Multi-Stage Docker Builds: A .NET developer's guide

My Docker skills were getting rusty. My day-to-day work has shifted away from containerized workloads and more towards modernizing legacy systems or architecting serverless solutions. Somehow, I've also never drafted my own Dockerfile from scratch. Docker and containers are culturally synonymous, and both are core cloud native technologies that any modern developer should be familiar with. So, I decided to write my own multi-stage build for a .NET web API for fun. This post will explore the results and guide you based on my learnings.

For this post, I will be using .NET 10 in preview. The application is a simple web API with a single endpoint that returns "Hello, .NET!". You can find the code for this here on GitHub.

What is a multi-stage build?

A traditional Dockerfile might follow the same pattern as a pipeline: You install your tooling, check out your source code, and build your artifacts. It might look something like this:

 1FROM mcr.microsoft.com/dotnet/sdk:10.0-preview-alpine
 2WORKDIR /source
 3
 4COPY src/WebApi/WebApi.csproj src/WebApi/
 5COPY test/Tests/Tests.csproj test/Tests/
 6COPY VictorFrye.HelloDotnet.slnx ./
 7RUN dotnet restore
 8
 9COPY . .
10RUN dotnet build -c Release --no-restore 
11
12RUN dotnet test -c Release --no-build
13
14RUN dotnet publish ./src/WebApi/WebApi.csproj -c Release --no-build -o /app
15
16WORKDIR /app
17USER $APP_UID
18ENTRYPOINT ["dotnet", "VictorFrye.HelloDotnet.WebApi.dll"]

The problems with this approach are multifold. Firstly, the image is large. It is over 2 GB as it contains all the build artifacts, including the .NET SDK and all the source code. The massive means you take a performance hit as the size corresponds to longer build and deploy times and is more expensive for storage and network transfers. Additionally, this is a security risk, as it exposes your source code which may contain intellectual property or sensitive information. We can optimize this all by using a multi-stage build.

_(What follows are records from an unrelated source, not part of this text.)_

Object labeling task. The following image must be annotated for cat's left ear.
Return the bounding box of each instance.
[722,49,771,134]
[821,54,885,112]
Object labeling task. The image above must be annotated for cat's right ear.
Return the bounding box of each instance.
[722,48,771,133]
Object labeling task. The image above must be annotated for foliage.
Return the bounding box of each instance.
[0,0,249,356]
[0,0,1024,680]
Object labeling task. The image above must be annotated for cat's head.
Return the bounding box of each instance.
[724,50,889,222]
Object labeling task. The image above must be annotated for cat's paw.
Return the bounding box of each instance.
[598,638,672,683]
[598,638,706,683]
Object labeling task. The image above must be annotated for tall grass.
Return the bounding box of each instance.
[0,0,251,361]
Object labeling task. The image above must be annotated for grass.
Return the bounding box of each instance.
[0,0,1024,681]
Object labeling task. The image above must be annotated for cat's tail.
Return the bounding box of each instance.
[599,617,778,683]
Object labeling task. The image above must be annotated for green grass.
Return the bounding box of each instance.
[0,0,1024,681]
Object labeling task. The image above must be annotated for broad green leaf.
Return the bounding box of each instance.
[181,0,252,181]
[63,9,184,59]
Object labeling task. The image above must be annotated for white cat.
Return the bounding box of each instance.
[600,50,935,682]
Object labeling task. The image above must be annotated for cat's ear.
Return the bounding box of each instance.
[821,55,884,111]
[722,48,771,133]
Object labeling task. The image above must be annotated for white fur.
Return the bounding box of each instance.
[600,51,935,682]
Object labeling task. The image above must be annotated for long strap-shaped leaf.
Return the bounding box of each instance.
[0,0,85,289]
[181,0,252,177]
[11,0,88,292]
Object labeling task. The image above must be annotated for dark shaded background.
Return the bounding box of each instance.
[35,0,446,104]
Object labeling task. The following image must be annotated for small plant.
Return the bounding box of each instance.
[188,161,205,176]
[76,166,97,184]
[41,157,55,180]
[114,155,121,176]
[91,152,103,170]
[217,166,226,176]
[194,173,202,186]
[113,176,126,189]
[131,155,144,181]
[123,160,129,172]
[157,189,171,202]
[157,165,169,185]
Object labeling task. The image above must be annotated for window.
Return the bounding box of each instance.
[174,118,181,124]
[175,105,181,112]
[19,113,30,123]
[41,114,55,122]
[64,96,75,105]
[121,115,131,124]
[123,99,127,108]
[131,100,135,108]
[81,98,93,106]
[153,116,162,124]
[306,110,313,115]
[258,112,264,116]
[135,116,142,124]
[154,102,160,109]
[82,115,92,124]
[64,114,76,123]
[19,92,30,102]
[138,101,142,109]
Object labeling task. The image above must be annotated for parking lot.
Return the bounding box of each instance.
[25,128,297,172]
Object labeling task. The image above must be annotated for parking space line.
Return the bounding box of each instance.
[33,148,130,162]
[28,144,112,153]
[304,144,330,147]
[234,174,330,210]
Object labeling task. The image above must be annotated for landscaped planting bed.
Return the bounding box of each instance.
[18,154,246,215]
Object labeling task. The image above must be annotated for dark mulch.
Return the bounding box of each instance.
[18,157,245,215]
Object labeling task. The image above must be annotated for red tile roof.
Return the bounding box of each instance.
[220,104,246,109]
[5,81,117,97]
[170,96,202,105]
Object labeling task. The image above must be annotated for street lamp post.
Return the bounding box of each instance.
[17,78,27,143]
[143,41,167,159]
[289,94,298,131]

Notice our first Dockerfile includes exactly one FROM statement. This means we reused the same base image for our build and runtime. In a multi-stage build, we use multiple FROM statements to separate our stages. This results in distinct images for our build and for production runtime. The build image will utilize the full .NET SDK and all of the source code. The runtime image will only include the ASP.NET runtimes and the artifacts we need to run our application. This results in a smaller production image, faster to build and deploy and with a reduced attack surface.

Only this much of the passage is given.